スタルヒンが中学3年の時に全日本チームに強引に引き抜かれたのは理由がありました。1933年の日米野球で17戦全敗。翌年開始から5連敗を喫していた全日本監督市岡忠男にとって1勝を挙げるという至上命令がありました。
まだプロ野球が誕生しておらず野球人気は六大学で、文部省は「学生野球の選手をプロ球団と戦わせてはならない」。主催の読売新聞は職業野球団「大日本東京野球倶楽部」を結成。京都商業の沢村栄治を中退させたのと同様の手口でスタルヒンを退学させてチーム(後の読売巨人軍)に入れるためでした。

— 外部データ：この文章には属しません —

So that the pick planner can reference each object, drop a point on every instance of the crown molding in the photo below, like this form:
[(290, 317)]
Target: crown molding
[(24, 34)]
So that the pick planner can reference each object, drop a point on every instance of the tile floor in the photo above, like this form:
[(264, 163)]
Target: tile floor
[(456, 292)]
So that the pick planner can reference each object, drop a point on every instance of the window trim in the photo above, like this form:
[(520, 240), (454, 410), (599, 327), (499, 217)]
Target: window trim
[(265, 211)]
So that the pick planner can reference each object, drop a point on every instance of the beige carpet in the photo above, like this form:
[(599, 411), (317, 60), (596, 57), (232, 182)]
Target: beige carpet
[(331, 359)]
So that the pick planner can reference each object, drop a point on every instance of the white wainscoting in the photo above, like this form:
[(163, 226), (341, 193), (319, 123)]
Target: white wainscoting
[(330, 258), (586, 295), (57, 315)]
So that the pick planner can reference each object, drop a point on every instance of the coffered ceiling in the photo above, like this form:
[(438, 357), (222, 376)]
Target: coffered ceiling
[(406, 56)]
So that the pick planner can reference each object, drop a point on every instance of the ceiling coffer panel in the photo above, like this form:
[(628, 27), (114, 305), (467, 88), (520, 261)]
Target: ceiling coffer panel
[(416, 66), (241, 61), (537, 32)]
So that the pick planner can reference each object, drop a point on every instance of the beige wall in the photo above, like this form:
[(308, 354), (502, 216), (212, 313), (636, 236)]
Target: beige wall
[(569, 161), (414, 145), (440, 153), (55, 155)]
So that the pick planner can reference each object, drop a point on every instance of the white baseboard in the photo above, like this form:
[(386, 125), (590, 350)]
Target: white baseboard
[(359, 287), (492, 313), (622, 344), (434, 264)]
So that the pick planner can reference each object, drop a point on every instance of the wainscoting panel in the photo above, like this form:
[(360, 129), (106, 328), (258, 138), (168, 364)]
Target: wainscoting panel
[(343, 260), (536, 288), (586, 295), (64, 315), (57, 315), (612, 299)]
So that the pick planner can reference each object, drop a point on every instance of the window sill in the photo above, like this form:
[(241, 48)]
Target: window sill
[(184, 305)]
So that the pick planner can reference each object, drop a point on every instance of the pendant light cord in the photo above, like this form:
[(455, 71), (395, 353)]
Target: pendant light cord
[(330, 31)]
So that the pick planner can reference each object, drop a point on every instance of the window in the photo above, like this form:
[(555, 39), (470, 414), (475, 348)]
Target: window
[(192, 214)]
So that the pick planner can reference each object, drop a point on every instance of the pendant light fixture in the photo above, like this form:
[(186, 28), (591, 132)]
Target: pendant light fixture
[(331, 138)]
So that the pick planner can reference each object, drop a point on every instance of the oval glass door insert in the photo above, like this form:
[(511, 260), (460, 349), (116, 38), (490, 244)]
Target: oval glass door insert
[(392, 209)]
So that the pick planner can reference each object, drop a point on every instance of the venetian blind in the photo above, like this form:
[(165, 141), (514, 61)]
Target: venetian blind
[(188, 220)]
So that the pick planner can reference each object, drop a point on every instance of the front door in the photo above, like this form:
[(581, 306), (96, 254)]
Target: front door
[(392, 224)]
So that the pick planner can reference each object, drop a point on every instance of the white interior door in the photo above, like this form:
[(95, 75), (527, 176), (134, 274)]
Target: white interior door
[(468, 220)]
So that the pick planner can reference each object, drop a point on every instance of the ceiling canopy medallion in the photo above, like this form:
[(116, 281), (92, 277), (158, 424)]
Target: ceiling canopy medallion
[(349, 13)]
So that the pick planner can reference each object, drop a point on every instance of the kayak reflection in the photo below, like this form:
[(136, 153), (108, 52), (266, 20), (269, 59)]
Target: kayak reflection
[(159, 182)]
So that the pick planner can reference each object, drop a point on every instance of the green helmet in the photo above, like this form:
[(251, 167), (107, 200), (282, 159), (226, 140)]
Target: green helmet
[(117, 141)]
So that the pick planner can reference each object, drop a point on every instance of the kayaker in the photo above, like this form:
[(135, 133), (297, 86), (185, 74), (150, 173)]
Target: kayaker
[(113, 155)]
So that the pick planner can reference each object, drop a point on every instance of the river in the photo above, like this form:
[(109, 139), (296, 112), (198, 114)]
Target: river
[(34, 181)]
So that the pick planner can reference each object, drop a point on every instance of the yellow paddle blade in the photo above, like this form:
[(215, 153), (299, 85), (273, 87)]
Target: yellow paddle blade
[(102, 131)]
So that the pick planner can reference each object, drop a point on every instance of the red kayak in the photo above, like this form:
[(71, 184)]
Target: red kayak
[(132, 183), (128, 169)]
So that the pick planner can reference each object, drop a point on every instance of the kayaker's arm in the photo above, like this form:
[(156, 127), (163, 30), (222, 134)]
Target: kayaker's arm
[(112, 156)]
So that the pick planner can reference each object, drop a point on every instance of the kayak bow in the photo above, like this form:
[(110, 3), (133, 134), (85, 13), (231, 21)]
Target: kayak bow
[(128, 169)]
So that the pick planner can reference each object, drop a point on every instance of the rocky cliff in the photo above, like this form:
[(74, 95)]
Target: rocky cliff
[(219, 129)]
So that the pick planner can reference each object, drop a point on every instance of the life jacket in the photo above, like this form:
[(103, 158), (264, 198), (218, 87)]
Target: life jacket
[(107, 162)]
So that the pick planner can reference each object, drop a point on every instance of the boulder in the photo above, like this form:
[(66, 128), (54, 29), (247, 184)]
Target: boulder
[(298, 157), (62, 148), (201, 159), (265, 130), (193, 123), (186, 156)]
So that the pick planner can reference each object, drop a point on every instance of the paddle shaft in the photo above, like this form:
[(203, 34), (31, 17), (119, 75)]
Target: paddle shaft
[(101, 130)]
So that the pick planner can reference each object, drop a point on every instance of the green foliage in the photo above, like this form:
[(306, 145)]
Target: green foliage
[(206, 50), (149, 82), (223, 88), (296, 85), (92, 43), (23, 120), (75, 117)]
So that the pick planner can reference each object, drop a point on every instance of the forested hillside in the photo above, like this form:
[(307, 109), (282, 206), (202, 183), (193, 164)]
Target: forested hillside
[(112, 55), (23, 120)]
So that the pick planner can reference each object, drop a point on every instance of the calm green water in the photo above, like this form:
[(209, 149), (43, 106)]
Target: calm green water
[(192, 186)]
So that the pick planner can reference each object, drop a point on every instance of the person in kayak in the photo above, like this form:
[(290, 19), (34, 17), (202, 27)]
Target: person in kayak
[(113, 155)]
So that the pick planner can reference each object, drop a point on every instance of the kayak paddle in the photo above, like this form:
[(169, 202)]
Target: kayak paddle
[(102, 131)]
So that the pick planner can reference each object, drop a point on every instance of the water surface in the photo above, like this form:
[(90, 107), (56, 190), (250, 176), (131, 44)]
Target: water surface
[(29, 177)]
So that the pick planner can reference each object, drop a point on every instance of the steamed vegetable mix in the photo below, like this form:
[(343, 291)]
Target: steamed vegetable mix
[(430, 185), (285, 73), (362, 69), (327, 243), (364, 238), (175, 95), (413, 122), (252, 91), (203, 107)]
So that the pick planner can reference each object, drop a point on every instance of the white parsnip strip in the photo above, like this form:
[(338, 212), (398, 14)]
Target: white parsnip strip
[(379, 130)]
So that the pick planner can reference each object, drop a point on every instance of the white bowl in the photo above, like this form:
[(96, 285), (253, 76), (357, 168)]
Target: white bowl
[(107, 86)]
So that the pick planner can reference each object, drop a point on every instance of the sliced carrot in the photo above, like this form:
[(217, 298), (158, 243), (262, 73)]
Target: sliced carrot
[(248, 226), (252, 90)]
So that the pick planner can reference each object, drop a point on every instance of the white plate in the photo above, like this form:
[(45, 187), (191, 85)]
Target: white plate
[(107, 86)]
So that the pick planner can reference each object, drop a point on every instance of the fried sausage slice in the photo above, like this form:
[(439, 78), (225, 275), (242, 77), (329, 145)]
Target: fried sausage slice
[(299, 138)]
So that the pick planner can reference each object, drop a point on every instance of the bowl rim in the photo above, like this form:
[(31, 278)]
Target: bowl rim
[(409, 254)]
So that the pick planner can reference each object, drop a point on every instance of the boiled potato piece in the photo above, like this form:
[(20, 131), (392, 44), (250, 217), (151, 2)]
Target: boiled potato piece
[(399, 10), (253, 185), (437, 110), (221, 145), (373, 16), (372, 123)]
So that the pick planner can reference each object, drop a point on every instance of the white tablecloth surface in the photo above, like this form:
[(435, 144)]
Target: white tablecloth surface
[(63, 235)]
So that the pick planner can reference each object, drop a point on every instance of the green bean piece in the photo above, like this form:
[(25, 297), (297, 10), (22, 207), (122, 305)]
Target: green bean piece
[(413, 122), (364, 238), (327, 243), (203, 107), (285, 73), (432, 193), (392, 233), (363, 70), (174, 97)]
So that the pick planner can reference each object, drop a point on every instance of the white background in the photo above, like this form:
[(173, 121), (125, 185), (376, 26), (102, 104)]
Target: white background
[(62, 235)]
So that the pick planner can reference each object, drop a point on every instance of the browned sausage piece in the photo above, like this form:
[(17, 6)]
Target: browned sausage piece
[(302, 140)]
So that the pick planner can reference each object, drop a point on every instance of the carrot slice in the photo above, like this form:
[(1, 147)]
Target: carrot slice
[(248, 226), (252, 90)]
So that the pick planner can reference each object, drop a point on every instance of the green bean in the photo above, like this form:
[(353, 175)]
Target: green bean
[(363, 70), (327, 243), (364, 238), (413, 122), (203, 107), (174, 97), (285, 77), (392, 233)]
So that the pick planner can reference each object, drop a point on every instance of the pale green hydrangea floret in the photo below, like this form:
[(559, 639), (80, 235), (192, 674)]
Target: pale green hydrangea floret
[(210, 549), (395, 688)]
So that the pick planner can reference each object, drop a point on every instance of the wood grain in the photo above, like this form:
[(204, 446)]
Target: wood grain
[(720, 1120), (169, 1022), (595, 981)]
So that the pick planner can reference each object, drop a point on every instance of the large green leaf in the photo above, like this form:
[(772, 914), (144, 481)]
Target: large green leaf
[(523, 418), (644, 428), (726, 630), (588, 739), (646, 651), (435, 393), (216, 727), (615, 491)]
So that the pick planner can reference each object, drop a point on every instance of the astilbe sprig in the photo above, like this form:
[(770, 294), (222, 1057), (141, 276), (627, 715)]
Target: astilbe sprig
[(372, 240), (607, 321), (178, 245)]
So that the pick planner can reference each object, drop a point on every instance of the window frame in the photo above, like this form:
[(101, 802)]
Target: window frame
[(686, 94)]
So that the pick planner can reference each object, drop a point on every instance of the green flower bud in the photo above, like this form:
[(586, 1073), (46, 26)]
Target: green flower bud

旭川にスカウトを送るものの、地元のスターを引き抜かれることに旭川市民は抵抗。甲子園へ出場させるという願いを持っていたスタルヒンにとっては苦渋の決断で、経済事情に加え、さらには亡命者であるだけに断れば家族全員国外追放、ソビエト連邦への強制送還とする可能性をほのめかされ、断るわけにもいかず、後ろ髪を引かれる思いで母と共に上京しました。
クラスメートには一切事情を知らせないまま夜逃げをするように列車に乗ったといいます。